Avant la crise, l'endettement des ménages a été à la base de la croissance économique pendant plusieurs années, à la fois directement à travers la dette accumulée par les ménages britanniques et indirectement à travers le rôle des institutions financières dans le marché global de la dette. Avec l'éclatement de la crise, l'Etat s'est endetté pour protéger les institutions financières et, dans une bien moindre mesure, pour protéger les ménages (l'augmentation de la protection de l'épargne jusqu'à 50 000 £), tandis que la croissance de l'endettement des ménages déclinait et que certaines personnes se trouvaient insolvables. A présent, le niveau de l'endettement privé diminue légèrement tandis que l'épargne augmente et que le gouvernement a annoncé qu'il était déterminé à diminuer le déficit de moitié. A moins qu'il n'y ait un renversement, il semble peu probable que l'endettement puisse contribuer en quoi que ce soit à la reprise. L'austérité qui se profile peut avoir deux effets sur la classe ouvrière. D'une part, elle peut amener beaucoup de travailleurs à limiter leurs dépenses et à chercher à rembourser leurs dettes afin de se protéger. D'autre part, elle peut en amener d'autres à s'endetter pour boucler les fins de mois. Cependant, ce dernier cas de figure serait certainement limité par la réticence des banques à prêter. Le secteur financier était dépendant du développement de la dette globale pour la plus grande part de sa croissance avant le krach et, à présent, il y a des tentatives de trouver des alternatives, qui se concrétisent par exemple par l'activité accrue dans le marché alimentaire. Cependant ce type d'activités continue à dépendre en dernière instance de la présence d'une demande solvable, ce qui nous ramène au point de départ. Si les Etats-Unis continuent sur le chemin d'une augmentation de l'endettement, le capital britannique pourrait en bénéficier étant donné sa position au sein du système financier global, ce qui semble indiquer que, malgré toute la rhétorique d'un Vince Cable 20 et ses semblables, aucune action ne sera entreprise pour freiner les banquiers et que la stratégie de dérégulation initiée sous Thatcher continuera.

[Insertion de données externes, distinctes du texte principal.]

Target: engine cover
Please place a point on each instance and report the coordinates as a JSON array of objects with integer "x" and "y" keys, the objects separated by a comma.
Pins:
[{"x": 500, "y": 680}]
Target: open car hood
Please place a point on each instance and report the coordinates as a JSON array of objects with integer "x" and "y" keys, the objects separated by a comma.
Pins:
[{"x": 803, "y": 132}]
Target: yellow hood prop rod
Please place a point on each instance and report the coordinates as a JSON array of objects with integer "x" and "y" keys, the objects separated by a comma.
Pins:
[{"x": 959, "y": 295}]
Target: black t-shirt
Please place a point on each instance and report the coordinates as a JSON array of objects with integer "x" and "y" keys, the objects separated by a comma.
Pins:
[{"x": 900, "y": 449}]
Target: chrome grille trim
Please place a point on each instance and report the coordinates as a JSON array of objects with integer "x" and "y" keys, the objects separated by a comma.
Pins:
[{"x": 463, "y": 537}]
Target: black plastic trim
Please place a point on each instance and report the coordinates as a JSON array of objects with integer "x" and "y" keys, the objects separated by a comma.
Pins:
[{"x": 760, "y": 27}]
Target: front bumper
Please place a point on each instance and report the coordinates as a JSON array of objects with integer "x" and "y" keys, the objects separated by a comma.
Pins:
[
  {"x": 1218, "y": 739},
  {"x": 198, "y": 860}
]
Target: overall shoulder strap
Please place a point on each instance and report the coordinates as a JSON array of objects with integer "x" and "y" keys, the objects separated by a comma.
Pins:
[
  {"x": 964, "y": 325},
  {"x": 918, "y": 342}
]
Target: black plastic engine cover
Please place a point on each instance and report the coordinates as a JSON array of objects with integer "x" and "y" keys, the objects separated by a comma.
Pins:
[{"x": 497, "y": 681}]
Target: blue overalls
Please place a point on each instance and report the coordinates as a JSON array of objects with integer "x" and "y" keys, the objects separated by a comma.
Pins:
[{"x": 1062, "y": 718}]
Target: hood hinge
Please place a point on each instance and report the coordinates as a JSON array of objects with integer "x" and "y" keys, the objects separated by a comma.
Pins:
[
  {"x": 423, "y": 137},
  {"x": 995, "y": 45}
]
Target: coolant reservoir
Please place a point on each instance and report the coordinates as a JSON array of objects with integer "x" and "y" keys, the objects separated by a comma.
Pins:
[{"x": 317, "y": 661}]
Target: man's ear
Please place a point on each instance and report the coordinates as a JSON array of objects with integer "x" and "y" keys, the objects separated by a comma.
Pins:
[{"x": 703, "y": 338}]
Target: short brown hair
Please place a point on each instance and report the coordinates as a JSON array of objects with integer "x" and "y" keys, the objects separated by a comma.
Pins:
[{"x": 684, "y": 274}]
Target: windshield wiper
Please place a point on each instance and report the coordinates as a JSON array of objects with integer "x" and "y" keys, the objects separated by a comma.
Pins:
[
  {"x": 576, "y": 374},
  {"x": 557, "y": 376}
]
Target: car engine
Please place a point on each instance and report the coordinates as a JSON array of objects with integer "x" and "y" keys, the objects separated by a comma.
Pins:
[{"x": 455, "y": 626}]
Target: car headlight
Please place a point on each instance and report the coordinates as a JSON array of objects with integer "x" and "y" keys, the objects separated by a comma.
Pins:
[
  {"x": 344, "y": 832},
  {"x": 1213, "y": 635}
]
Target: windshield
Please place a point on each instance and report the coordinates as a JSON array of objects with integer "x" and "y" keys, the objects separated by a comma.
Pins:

L'austérité semble être actuellement la stratégie principale. Le but avoué est de réduire le déficit, avec la promesse implicite qu'après, les choses reviendront à la normale. Mais pour avoir un quelconque impact durable sur la compétitivité du capital britannique, des changements durables devront avoir lieu. Les espoirs peuvent être placés dans une grande augmentation de la productivité mais cela ne s'est pas concrétisé depuis des décennies. Cela n'arrivera probablement pas, à moins qu'il y ait un investissement substantiel dans les domaines liés à une productivité croissante, comme la recherche et le développement, l'éducation et l'infrastructure. Ce qui est déjà évident, c'est qu'il y a des coupes dans ces domaines, aussi l'effort le plus probable sera de réduire en permanence la proportion de plus-value engrangée par l'Etat et la proportion de la valeur totale assignée à la classe ouvrière. Bref, une réduction de la taille de l'Etat et des salaires plus bas. Cependant, pour être efficace, les attaques contre la classe ouvrière devront être massives et la réduction de la taille de l'Etat va à l'encontre de la tendance que nous avons connu au cours de la période de décadence au sein de laquelle l'Etat doit accroître sa domination sur la société afin de défendre ses intérêts économiques et impérialistes et d'empêcher les contradictions au cœur de la société bourgeoisie de la faire éclater.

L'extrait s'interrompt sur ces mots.